Rückblick: 27. Februar. Während Miriam morgens in der Schule sitzt und büffelt, greift Schuldirektor Jan-Dirk Zimmermann zum Telefon. „Gegen 09:45 Uhr informierte der Schulleiter die Polizei über einen möglicherweise strafrechtlichen Sachverhalt“, erklärt Marcel Opitz, der Pressesprecher der zuständigen Polizeiinspektion Stralsund, den Ablauf des Geschehens. „Demnach lägen Informationen vor, wonach eine 17jährige Schülerin mutmaßlich verfassungsfeindliche Inhalte in sozialen Netzwerken verbreitet haben könnte. Es wurde ein Funkwagen zur Schule entsandt, um diesen Sachverhalt zu prüfen.“
In der Streife sitzen drei Polizeibeamte („aufgrund einer ungeraden Anzahl Beamter in der Frühschicht“), heißt es in der Antwort-Mail der Polizei auf den Fragenkatalog dieser Zeitung. Sie fahren zum Richard-Wossidlo-Gymnasium in Ribnitz-Damgarten. Die Beamten nehmen den Sachverhalt auf, doch „ein Anfangsverdacht einer Straftat konnte mithin nicht festgestellt werden“, sagt Pressesprecher Opitz.
SPD-nahe Stiftung präsentiert sich in der Schule
Was war denn nun der Grund für diesen Anruf des Direktors bei der Polizei? „Meine Tochter“, sagt die Mutter, „hatte vor einigen Monaten auf TikTok ein Schlümpfe-Video gepostet. Da heißt es, daß die Schlümpfe und Deutschland etwas gemeinsam haben: Die Schlümpfe sind blau und Deutschland auch. Das war wohl ein witziger AfD-Werbe-Post. Und dann hat sie einmal gepostet, daß Deutschland kein Ort, sondern Heimat ist.“
Vielleicht war Schuldirektor Zimmermann in dieser Zeit auch ganz beseelt von der Nazijagd unter seinen Schülern?

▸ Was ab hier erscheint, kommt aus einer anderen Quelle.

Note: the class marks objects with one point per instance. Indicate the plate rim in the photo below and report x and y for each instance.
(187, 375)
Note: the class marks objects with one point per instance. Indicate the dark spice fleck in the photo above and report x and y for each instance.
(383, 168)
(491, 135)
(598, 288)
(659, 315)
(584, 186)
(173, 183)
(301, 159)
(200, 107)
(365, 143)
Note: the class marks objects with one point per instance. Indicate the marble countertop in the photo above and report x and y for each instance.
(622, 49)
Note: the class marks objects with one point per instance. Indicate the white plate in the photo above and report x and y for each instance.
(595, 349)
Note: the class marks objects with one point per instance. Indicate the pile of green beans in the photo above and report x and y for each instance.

Immerhin war aktuell, so schrieb er noch am 29. Februar 2024 auf der Internetseite des Gymnasiums, eine Ausstellung der SPD-nahen Friedrich-Ebert-Stiftung zum Thema „Demokratie stärken“ in der Schulaula zu sehen. „Am 23. Februar fand die Eröffnung in Anwesenheit eines Vertreters der Friedrich-Ebert-Stiftung MV, des Bürgermeisters der Stadt Ribnitz-Damgarten und Vertretern der Bürgerschaft statt“, bemerkt der Direktor, wie es scheint nicht ohne Stolz so viele Honoratioren in empfangen zu haben.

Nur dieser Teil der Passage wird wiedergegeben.